Economia

Depois de emprestar ao Beto Carrero, BNDES quer liquidar débito com Hopi Hari

Depois de aprovar o empréstimo de R$ 50,4 milhões à J.B World Entretenimentos, empresa que opera o parque temático Beto Carrero World, em Santa Catarina, o Banco Nacional de Desenvolvimento Econômico e Social (BNDES)vai se concentrar em executar uma dívida contraída por outro parque, o Hopi Hari, de Vinhedo, São Paulo, que deve ao banco de fomento R$ 230 milhões – algo em torno de R$ 300 milhões, segundo valores atualizados.

Em janeiro, o BNDES recebeu do Tribunal de Justiça de São Paulo aval para liquidar o débito. O banco está agora executando a dívida e vai pedir o imediato leilão dos bens do parque que já foram avaliados.

A decisão do BNDES faz parte de sua nova orientação, agora sob o comando do ex-ministro da Fazenda Joaquim Levy. Segundo fontes do banco de fomento, a instituição enxerga como um ônus a associação entre o novo empréstimo ao parque Beto Carreiro e a dívida que se arrasta há anos com o Hopi Hari, sem prazo para quitação.

Segundo o banco, o empréstimo ao Beto Carreiro representa 58,5% do plano total de investimento da companhia, que é de R$ 86,1 milhões e é focado na modernização e ampliação das atrações.
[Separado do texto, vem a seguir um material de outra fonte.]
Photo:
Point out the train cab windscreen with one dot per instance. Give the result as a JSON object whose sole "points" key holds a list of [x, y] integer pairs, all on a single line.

Já o Hopi Hari prolonga uma Recuperação Judicial há dois anos e meio.

Em abril do ano passado, a empresa aprovou um plano de recuperação que inclui apenas as dívidas trabalhista, excluindo todos os demais credores, inclusive o BNDES. A estratégia foi conduzida pelo advogado Sergio Emerenciano, do escritório Emerenciano Baggio & Associados.

A decisão causou uma enxurrada de processos dos credores, que partiram para ações individuais na tentativa de recuperarem seus investimentos. No começo do ano, o TJ de São Paulo anulou o plano de Recuperação Judicial do parque.

"Dificilmente o BNDES vai pedir falência de uma empresa com 400 funcionários", disse na época Emerenciano. No mês passado, o escritório protocolou a renúncia do processo. Atualmente, a empresa é representada pela banca da Barci de Moraes, de Viviane Barci de Moraes, esposa do ministro Alexandre de Moraes, do Superior Tribunal Federal (STF).

O novo escritório enviou para o desembargador um novo plano de recuperação que, basicamente, atrasa todos os pagamentos em 12 meses e prevê o pagamento ao BNDES. No entanto, a empresa não dá garantias e nem detalha como faria esse pagamento. Procurado pela reportagem, o escritório não se pronunciou.

Céticos

Apesar da nova orientação do banco, alguns credores são céticos quanto à decisão de liquidar os débitos. "O BNDES não tem interesse em fechar o parque. Mas em minha opinião têm que haver a possibilidade de receber o que emprestou. O que significa apresentar formalmente como será o pagamento e as premissas que garantam esse pagamento e suas garantias", destaca um ex-executivo do parque, que prefere não se identificar.